Livestock is a major contributor to the emission of GHGs. Collection, processing and application of animal manure as crop fertilizers, biogas production helps in manure management and mitigates release of emissions. 

  • Agroforestry 

Trees enhance crop diversification and help in soil and water conservation and efficient nutrient cycling. 

  • Carbon credit incentivization 

Sustainable practices help in sequestering carbon and generating carbon credits. Farmers can be incentivized with these carbon credits 

As the organizations around the world are racing towards the achievement of the Sustainable Development Goals (SDGs) and their commitments to net-zero, smallholder farmers will represent the custodians of our food basket. 

Technology Interventions 

Farmers in order to realize greener production systems have to embark on unknown territories with degrees of uncertainty. Technology empowers farmers as  apart of responsible innovation to address their challenges and needs and enable  scaling of agro-ecological approaches. Adoption of precision farm management practices and techniques promotes  sustainable agriculture. Farmers can adopt the best practices with optimum use of input resources and feed the large population sustainably. Data driven agriculture with the help of technologies like IoT, Big Data, AI and Blockchain help to increase productivity at reduced costs and thereby assure food security. 

The tech revolution and farm management is creating a new ecosystem and changing the way crops are produced and processed from farm to fork.  

The real-time data gives farmers a better understanding of their crop production activities and enable them to take informed decisions. These insights help to streamline their operations and improve the sustainable metrics. 

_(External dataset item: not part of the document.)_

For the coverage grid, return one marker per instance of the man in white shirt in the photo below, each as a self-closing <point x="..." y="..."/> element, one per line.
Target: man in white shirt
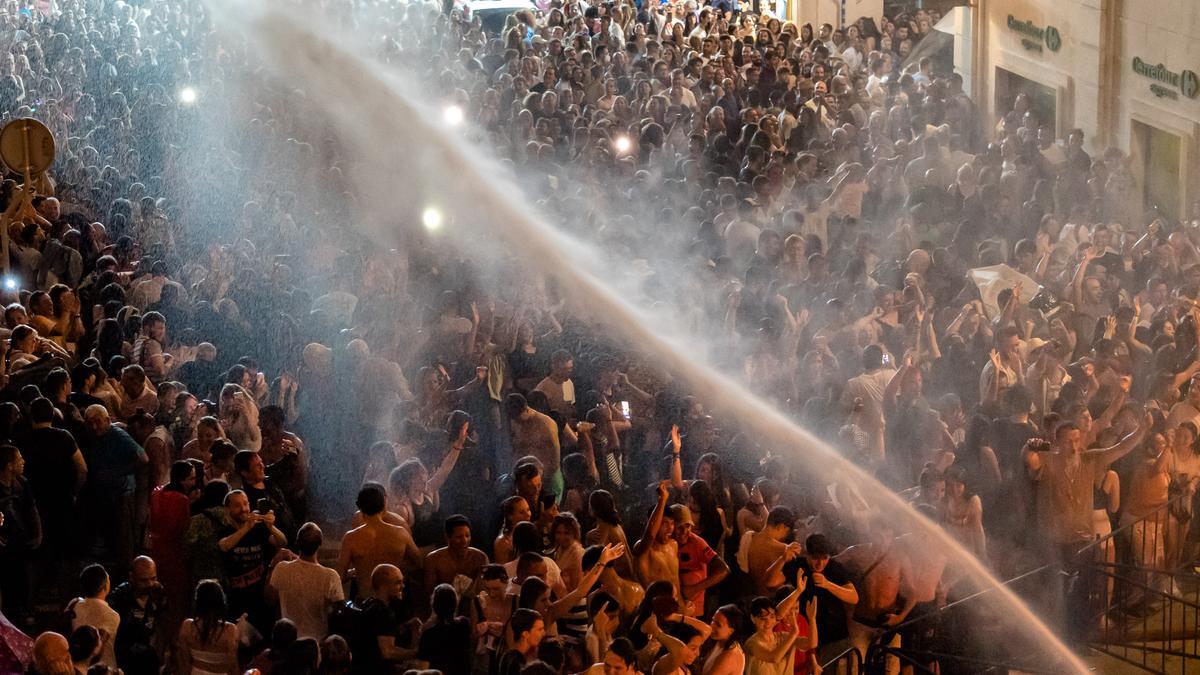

TraceX’s Farm Management solutions powered by blockchain technology provides end to end visibility of food supply chains with pre-harvest and post-harvest modules along with end to end traceability. Tracing the crops back to their origin along with monitoring of the sustainable practices and tracking the processing and downstream activities brings transparency into the food ecosystem which is a pre-requisite for sustainable food production. 

Agroecological approaches is a key to achieve nature positive production at scale and provide a critical pathway to integrate nature and agriculture in a mutually beneficial way to design resilient food systems. Agricultural technologies have the potential to increase yields and limit greenhouse gas emissions. Technology will shape the farms of future assuring both the grower and consumer a better, safer and sustainable future.